Mahavira

Definition - What does Mahavira mean?

Bhagavan Mahavira, credited as the father of historical Jainism, was a fully realized yoga master in the Jain tradition. His name means “brave” and “courageous.” He was the 24th and last of the great Jain sages (tirthankaras). Mahavira, whose birth name was Vardhamana, was born around 600 B.C.E., making him a contemporary of Buddha.

According to Jainism, tirthankaras were humans who, through meditation and Self-realization, attained enlightenment. Mahavira is revered as the key prophet of Jainism, an ascetic faith that believes in non-violence toward all living things and beings.

Yogapedia explains Mahavira

Mahavira was born a prince near the present day town of Patna in Bihar, a state in eastern India. The holiday marking his birth is especially popular in Bihar.
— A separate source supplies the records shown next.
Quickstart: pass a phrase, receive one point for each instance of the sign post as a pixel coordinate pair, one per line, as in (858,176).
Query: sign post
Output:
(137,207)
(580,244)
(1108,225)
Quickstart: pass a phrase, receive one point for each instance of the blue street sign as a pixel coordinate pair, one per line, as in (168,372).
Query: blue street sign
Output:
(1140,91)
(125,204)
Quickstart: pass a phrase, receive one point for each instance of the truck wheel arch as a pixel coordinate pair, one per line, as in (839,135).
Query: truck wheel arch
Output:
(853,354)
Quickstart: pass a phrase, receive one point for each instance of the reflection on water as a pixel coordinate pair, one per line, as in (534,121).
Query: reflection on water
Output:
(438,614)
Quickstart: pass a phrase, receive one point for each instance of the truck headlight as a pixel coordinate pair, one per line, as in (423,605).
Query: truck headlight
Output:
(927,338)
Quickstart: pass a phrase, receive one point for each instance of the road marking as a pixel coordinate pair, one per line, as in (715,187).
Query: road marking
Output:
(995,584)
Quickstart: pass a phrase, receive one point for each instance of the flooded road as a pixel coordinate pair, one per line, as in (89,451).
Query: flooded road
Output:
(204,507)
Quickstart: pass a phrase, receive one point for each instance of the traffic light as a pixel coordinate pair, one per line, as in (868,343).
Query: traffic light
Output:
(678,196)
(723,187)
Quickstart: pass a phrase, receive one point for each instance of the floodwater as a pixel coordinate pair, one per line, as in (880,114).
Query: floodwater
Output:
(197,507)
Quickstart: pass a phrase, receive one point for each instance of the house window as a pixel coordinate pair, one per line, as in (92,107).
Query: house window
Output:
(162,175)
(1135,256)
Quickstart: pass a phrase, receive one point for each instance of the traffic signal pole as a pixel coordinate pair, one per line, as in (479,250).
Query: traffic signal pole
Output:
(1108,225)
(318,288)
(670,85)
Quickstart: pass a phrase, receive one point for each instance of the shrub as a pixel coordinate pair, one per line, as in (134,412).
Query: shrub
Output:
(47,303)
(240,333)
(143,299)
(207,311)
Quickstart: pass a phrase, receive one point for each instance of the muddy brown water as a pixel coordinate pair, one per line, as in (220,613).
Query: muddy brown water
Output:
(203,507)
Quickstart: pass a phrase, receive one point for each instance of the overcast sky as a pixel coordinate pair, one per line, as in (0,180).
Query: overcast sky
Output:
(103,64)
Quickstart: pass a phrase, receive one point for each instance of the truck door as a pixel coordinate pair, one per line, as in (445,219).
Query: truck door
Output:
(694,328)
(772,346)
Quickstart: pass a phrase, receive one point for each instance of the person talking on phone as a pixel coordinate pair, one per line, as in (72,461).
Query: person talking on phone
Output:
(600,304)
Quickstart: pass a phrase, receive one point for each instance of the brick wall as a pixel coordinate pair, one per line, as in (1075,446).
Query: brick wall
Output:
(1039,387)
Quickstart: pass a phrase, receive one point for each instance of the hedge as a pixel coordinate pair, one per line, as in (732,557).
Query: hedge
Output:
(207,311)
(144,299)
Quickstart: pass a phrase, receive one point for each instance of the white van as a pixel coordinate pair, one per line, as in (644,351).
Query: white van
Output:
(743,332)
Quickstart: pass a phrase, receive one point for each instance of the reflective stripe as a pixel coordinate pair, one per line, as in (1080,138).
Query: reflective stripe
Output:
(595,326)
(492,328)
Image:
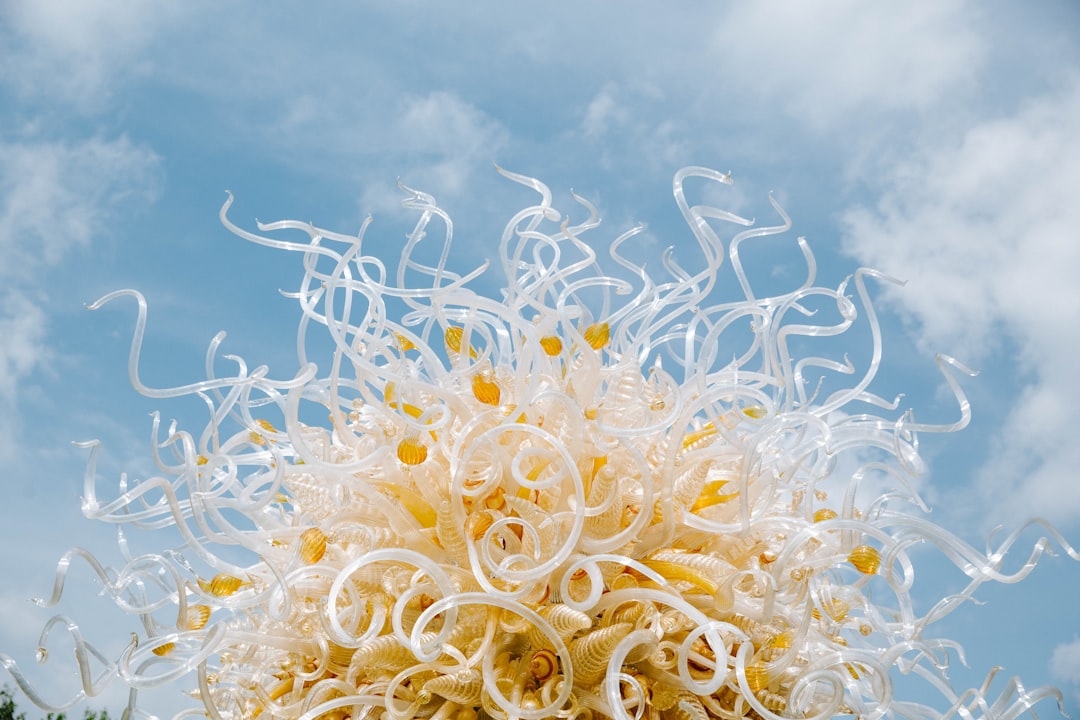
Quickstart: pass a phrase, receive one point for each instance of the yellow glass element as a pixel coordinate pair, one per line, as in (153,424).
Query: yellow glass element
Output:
(757,677)
(866,559)
(692,438)
(266,425)
(837,610)
(413,501)
(543,664)
(597,335)
(455,337)
(485,390)
(710,498)
(824,514)
(198,616)
(312,545)
(552,344)
(224,585)
(676,571)
(412,451)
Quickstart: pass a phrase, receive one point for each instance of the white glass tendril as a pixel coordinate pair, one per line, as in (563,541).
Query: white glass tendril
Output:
(596,496)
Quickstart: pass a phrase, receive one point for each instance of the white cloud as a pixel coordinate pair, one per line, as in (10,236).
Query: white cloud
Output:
(72,50)
(22,327)
(986,232)
(824,62)
(57,195)
(1065,665)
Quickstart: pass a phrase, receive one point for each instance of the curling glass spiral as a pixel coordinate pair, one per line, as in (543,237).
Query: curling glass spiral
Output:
(595,496)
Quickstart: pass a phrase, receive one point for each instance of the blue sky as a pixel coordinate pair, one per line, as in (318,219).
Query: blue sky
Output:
(937,141)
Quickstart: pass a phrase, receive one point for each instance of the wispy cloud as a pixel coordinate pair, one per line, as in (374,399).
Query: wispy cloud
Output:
(985,230)
(1065,666)
(56,195)
(73,51)
(827,62)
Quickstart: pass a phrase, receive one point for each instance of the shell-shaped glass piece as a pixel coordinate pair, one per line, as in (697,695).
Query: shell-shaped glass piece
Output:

A large celebration is also held in Calcutta at the Parasnatha temple.

When he was 30 years old, Mahavira left his family, gave up his possessions and became a monk. He spent the next 12 years in silence, meditating and fasting. It was at this time that he developed his spiritual powers and realized perfect enlightenment (keval jnana). He then spent 30 years traveling around the country preaching and teaching how to achieve liberation from the life-death cycle, a permanent bliss state known as nirvana or moksha, among other names, depending on the tradition. Mahavira also emphasized love for and non-harm of all living things and beings, a key Jain concept.

The five vows or principles that Mahavira taught are still followed today:

  1. Non-violence (ahimsa)
  2. Truthfulness (satya)
  3. Non-stealing (asteya)
  4. Chastity (brahmacharya)
  5. Non-attachment (aparigraha)

Mahavira's preaching drew in people from all walks of life, both men and women. His disciples compiled his sermons in the "Agam Sutras," which were originally passed down orally.

Mahavira Jayanti, the most important holiday in Jainism, celebrates the birth of Mahavira.